Here’s a hint: Don’t pick “really well.”

A couple of new polls out this week confirmed what’s been pretty evident for the past few weeks. While Prop. 30 may still have a lead among California voters, the numbers are speeding in the wrong direction.

Both the USC/Los Angeles Times Poll and the Public Policy Institute of California surveys showed Prop. 30 sinking below the magic 50 percent number needed for approval. In the past month, support dropped from 55 percent to 46 percent in the Times poll and from 52 percent to 48 percent in the PPIC sample.

The numbers are bad, but the direction is worse. While there are enough undecided voters out there to boost the tax measure to victory on Nov. 6, Brown and his allies not only haven’t closed the deal, but also haven’t managed to answer the single most important question for voters: Why should I vote to raise my taxes?

The No on Prop. 30 folks are putting out their answer to the question. A new radio ad by the opposition features a woman talking about how tough times are for her family and worried that the sales tax hike “will make everything we buy cost more.”

Of course that message is undercut when Jon Coupal of the Howard Jarvis Taxpayers Association comes on at the end of the spot to trumpet the “Taxes bad, government evil” mantra of the anti-tax brigades, but the concerns are real and Brown has to address them.

So far the governor’s been content to run feel-good ads talking about how wonderful it will be to put new money into the schools and won’t things be great for all the cute kids appearing in the TV spots.

And oh, by the way, this money will also be used to put more cops on the street and everyone likes that, right?

Well, despite what the focus groups may have told the governor, that happy-talk, no-rough-edges campaign model isn’t working. Political consultants may think differently, but voters are adults who want to make decisions based on reality, not on the pastel-colored soap bubbles that make up most positive political advertising.

Ironically enough, Brown’s answer for the final run to the election is in the fact sheet on his campaign’s website.

Sure, it starts out with the same old stuff about providing billions for the schools and tougher law enforcement, but then it moves to other, more honest, arguments.

Prop. 30 “balances our budget and helps us pay down California’s debt – built up by years of gimmicks, borrowing and phony solutions,” the plan reads, adding that the measure “is the next crucial step to addressing the state’s chronic budget mess.”

The fact sheet also mentions the word that dares not be spoken by admitting that yes, Prop. 30 does raise taxes, but reminding voters that only couples making more than $500,000 will pay more income tax and that the new sales tax rate will still be lower than it was last year.
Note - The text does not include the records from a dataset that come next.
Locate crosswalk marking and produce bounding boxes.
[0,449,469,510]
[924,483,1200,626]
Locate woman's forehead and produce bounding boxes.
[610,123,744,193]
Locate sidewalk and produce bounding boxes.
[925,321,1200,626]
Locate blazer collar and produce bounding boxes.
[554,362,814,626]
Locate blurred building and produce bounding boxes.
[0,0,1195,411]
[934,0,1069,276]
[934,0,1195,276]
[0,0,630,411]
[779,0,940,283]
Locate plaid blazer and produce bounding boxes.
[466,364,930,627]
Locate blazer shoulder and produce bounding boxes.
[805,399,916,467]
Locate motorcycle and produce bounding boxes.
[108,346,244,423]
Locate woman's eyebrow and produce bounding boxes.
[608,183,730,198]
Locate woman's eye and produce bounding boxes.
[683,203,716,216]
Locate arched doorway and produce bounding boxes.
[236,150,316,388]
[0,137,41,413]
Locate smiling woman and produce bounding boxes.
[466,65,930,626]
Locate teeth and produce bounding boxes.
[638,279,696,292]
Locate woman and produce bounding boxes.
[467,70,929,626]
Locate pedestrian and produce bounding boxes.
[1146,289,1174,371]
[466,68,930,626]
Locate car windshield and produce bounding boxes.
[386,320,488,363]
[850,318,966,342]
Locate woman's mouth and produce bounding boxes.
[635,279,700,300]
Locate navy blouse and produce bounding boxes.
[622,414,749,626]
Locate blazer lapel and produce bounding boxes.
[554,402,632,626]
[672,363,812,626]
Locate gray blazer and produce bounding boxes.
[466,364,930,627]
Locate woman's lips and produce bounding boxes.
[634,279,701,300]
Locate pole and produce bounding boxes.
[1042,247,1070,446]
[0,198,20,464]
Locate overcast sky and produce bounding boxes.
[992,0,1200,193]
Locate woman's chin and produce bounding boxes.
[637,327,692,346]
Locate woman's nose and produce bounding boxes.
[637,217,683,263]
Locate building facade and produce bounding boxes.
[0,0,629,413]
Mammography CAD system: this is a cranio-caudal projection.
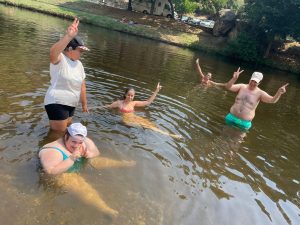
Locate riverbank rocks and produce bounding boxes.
[213,9,236,37]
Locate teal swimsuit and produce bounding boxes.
[40,147,86,173]
[225,113,252,130]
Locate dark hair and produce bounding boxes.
[65,36,84,50]
[121,87,135,100]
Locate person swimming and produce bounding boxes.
[105,83,162,113]
[104,83,182,138]
[196,59,226,87]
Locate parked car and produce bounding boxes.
[199,20,215,28]
[180,16,192,23]
[190,18,201,26]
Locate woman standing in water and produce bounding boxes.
[104,83,181,138]
[44,18,89,132]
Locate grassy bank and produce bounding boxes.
[0,0,213,50]
[0,0,300,73]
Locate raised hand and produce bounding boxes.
[66,18,79,38]
[156,82,162,92]
[232,67,244,79]
[278,83,289,94]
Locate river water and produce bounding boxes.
[0,5,300,225]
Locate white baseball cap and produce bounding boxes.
[250,72,264,83]
[67,123,87,137]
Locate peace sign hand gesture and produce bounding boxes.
[278,83,289,95]
[156,82,162,92]
[66,18,79,39]
[232,67,244,79]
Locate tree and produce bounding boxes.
[244,0,300,58]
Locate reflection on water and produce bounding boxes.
[0,3,300,225]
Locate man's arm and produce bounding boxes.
[260,83,289,103]
[225,67,244,92]
[50,18,79,64]
[196,59,204,80]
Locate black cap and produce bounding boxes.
[66,36,90,51]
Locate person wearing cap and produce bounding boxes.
[39,123,100,175]
[196,59,226,87]
[39,123,135,175]
[44,18,89,132]
[225,68,288,130]
[39,123,136,217]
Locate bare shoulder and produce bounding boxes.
[84,137,100,158]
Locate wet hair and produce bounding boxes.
[206,73,212,79]
[121,87,135,100]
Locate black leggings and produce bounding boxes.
[45,104,75,120]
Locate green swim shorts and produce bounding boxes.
[225,113,252,130]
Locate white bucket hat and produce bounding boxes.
[67,123,87,137]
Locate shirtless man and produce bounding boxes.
[225,68,289,130]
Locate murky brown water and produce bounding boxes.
[0,5,300,225]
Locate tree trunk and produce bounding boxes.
[127,0,132,11]
[168,0,174,19]
[150,0,156,15]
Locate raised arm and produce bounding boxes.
[50,18,79,64]
[134,82,162,107]
[196,59,204,80]
[39,149,82,175]
[225,67,244,92]
[260,83,289,103]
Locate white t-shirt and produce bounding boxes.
[44,53,85,107]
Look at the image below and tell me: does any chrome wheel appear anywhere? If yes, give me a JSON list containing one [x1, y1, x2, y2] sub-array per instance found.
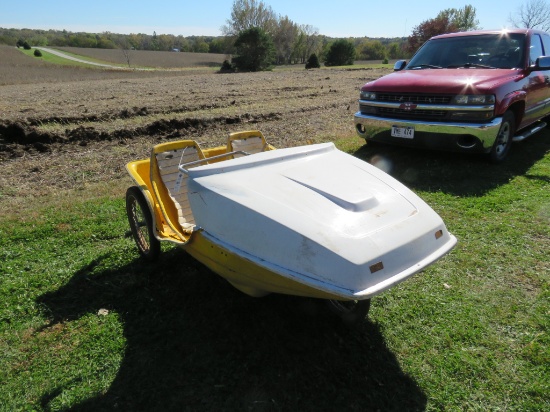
[[126, 186, 160, 261]]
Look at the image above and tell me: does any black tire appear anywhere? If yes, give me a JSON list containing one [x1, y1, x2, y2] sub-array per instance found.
[[489, 111, 516, 163], [126, 186, 160, 262], [327, 299, 370, 326]]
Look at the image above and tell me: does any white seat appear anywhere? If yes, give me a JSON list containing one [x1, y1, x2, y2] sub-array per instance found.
[[227, 130, 268, 158], [155, 146, 204, 232]]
A reminder of the billions in automatic cuts to schools, colleges and universities and other state programs that will be triggered if Prop. 30 doesn’t pass also would help force the undecided voters to, well, decide.
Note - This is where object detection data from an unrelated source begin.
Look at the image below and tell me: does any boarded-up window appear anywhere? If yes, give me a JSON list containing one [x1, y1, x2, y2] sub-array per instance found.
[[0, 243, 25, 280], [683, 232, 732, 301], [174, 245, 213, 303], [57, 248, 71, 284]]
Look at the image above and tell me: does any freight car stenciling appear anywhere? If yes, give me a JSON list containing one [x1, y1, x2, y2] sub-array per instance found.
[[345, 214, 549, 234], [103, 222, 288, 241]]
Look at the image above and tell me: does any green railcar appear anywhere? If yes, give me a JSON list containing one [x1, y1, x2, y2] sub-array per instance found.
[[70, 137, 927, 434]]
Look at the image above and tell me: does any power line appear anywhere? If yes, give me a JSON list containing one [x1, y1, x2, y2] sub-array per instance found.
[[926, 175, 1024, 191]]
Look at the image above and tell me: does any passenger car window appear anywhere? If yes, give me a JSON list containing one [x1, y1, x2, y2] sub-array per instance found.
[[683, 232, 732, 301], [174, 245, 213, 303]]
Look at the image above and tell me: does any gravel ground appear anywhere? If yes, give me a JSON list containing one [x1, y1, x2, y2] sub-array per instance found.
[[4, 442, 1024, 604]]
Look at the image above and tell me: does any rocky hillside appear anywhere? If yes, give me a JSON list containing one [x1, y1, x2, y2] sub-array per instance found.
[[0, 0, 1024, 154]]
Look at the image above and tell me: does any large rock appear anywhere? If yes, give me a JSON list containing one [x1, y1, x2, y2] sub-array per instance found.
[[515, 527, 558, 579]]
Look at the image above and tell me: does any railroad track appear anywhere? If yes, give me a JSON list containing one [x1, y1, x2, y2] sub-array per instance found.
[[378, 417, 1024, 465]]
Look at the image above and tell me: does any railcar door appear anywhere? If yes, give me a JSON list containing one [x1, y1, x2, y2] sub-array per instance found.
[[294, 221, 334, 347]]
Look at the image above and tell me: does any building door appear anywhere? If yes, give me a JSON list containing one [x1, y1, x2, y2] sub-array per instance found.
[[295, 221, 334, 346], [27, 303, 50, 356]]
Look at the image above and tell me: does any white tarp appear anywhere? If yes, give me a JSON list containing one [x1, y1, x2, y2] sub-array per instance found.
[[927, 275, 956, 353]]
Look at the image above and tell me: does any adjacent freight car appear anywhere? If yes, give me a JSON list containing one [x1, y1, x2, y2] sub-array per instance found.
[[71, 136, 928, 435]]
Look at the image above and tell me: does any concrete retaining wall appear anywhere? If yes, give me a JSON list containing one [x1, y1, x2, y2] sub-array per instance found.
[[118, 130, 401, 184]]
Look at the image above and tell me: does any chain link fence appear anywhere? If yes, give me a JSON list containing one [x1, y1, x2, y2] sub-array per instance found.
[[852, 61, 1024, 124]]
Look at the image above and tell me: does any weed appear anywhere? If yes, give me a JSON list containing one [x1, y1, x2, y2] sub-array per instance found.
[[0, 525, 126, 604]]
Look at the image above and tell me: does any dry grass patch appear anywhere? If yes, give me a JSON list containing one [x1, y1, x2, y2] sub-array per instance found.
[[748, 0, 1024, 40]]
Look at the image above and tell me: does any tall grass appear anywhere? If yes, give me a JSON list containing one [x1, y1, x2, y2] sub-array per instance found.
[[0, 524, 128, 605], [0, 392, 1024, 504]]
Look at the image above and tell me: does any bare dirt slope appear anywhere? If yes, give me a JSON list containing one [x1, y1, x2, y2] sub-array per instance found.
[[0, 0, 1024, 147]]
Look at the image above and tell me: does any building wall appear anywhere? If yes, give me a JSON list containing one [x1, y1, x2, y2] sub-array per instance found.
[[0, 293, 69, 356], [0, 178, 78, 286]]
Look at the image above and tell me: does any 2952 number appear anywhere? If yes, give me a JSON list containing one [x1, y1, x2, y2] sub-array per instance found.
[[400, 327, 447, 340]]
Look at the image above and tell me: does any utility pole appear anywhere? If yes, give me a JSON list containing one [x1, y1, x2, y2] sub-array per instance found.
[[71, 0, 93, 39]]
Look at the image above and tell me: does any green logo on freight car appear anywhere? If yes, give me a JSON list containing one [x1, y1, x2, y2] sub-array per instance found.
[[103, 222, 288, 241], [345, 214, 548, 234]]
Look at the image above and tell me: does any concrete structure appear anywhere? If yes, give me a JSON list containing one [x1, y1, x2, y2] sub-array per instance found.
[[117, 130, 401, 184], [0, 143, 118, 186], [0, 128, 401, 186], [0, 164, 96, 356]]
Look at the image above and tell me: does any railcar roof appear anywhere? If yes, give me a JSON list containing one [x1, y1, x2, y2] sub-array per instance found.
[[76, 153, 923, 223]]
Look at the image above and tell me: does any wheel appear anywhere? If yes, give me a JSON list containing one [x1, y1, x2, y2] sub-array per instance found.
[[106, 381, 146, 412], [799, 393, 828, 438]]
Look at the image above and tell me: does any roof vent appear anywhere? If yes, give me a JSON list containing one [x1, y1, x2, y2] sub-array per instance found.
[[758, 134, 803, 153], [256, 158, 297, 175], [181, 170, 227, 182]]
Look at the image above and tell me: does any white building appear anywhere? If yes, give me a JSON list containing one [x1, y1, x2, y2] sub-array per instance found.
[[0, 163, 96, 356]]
Coupal, in an op-ed piece that ran in some California papers this week, already is complaining that when Brown and his allies talk about the trigger cuts and the damage they would do to the state, they’re “taking the gangster approach of intimidation and coercion to get the money they want from taxpayers.”

Yet opponents of Brown’s initiative have no problems with forecasting the end of the state as we know it to scare voters into voting against Prop. 30.

Politics is always easier when you only have to see one side.

For the anti-tax types, the answer to any question is always “cut taxes,” regardless of what it may do to life in California. And it’s way easier to talk about the need to dump programs, slash the public workforce and end social programs when you’re not the one who will have to make the hard – and sometimes impossible — choices required to keep the wheels of government running

So take a chance, governor. Send Sutter back to the fireside and spend the final few days before the election having a conversation with voters. Level with them on both the costs and benefits of Prop. 30 and tell them straight up why you believe it’s in California’s long-term interest.

Remind Californians that Nov. 6 is their chance to say what type of state they want for themselves and their children.

And then step back. In the end, you see, it’s their decision. And they may surprise you.

John Wildermuth is a longtime writer on California politics.